Vues du stand de la galerie durant la Fiac 2018, scénographie de Alexandre de Betak. © Galerie Gmurzynska

Si le siècle s’est ouvert sur les utopies des avant-gardes, des constructivistes aux futuristes, souhaitant approcher la mode avec les mêmes outils et concepts que la peinture ou la sculpture, si l’abolition des hiérarchies semble avoir été l’apanage d’une postmodernité de rigueur à la fin du même siècle, le suivant proposerait un retournement ou du moins un rapport de force sensiblement révisé entre art mineur et art majeur. Sous la coupole du Grand Palais, en octobre 2018, la mode démontrait aux peintres et plasticiens quel est l’art qu’elle maîtrise par-dessus tout : celui de s’adresser, et de séduire, non à de simples observateurs, mais d’exigeants consommateurs qu’une offre exponentielle n’en finit plus d’étourdir. C’est peut-être là aussi que se croisent une nouvelle fois – et de manière plus singulière encore aujourd’hui – les deux parallèles qu’évoquait Sischy il y a maintenant plus de quinze ans. Après avoir bien observé une industrie qui séduit des acheteurs mondialisés et selon une saisonnalité bien rythmée qui dicte immanquablement les variations du goût, le monde de l’art ne se prive plus d’importer ses meilleurs metteurs en scène.

“If it’s anything like his set creations for his Chanel catwalk shows, it’s sure to be spectacular,” 5 notait Harper’s Bazaar quand, en 2011, Lagerfeld signait le décor de la première participation de Gmurzynska à la Fiac parisienne. Si Betak et Lagerfeld ne clament pas leur assimilation aux beaux-arts, ils s’imposent en revanche comme de très persuasifs ensembliers pour mettre en récit l’attrait du moment, un zeitgeist tout spectaculairement commercial. L’impulsion d’achat qui gouverne habituellement chaussures, manteaux ou it-bags de saison se déplace tout simplement sur de plus coûteux et uniques artefacts – frontière ultime d’une consommation contemporaine du luxe à laquelle Alexander Rodchenko et ses pairs, artistes communistes et révoltés, seraient sans doute bien perplexes d’être associés. 

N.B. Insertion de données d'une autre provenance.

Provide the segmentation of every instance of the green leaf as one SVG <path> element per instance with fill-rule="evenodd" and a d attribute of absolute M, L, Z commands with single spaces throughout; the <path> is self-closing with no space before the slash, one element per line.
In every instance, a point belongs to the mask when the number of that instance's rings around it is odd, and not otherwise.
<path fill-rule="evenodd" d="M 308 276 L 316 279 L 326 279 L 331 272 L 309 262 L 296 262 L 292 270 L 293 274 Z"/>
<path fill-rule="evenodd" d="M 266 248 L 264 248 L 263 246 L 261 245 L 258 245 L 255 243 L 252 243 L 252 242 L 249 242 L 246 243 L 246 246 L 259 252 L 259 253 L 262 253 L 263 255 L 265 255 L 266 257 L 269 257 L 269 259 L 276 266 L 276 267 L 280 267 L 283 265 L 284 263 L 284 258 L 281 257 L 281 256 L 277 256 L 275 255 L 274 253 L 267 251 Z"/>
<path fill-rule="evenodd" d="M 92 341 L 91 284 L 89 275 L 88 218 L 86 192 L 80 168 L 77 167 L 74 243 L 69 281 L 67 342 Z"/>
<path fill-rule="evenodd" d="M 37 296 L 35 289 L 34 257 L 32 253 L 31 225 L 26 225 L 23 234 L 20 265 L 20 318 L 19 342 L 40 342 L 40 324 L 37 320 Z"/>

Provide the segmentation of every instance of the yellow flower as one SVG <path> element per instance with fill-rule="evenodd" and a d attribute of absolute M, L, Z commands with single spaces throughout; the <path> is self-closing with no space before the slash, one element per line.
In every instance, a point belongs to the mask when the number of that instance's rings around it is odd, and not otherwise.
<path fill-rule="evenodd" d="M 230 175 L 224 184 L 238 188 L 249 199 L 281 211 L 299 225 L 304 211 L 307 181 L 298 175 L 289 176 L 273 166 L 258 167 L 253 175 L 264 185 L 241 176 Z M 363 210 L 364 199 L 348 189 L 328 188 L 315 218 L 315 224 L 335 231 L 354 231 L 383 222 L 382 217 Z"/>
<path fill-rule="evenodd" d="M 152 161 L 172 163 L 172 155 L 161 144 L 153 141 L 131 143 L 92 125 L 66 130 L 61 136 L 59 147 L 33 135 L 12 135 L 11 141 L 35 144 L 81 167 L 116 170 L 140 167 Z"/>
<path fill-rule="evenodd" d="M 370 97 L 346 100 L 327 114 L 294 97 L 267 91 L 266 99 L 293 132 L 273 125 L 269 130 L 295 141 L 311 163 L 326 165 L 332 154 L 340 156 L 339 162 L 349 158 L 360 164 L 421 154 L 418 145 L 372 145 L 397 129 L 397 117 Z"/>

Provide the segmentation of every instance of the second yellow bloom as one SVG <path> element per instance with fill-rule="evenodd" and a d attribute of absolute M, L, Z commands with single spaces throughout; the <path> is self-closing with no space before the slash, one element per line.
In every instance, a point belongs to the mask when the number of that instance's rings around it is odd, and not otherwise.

1 “Inside the Fiac Booth That’s ‘On Fire’: Galerie Gmurzynska Returns to the Paris Fair With Incendiary Style”, Artnet News, 19/10/2018 (en ligne, consulté le 22/12/2018).
2 “Karl Lagerfeld and Galerie Gmurzynska at Art Basel Miami Beach 2002”, vidéo de 37 min en ligne : https://vimeo.com/253969217 (consultée le 22/12/2018).
3 “When the art world and the fashion world openly admitted that there was a fascinating dialog. Which is not the same thing as saying they are the same.”
4 “They were like two parallels: giving, taking and looking.”
5 “Lagerfeld steps into the world of fine art”, Harper’s Bazaar UK, 13/10/2011 (en ligne, consulté le 22/12/2018).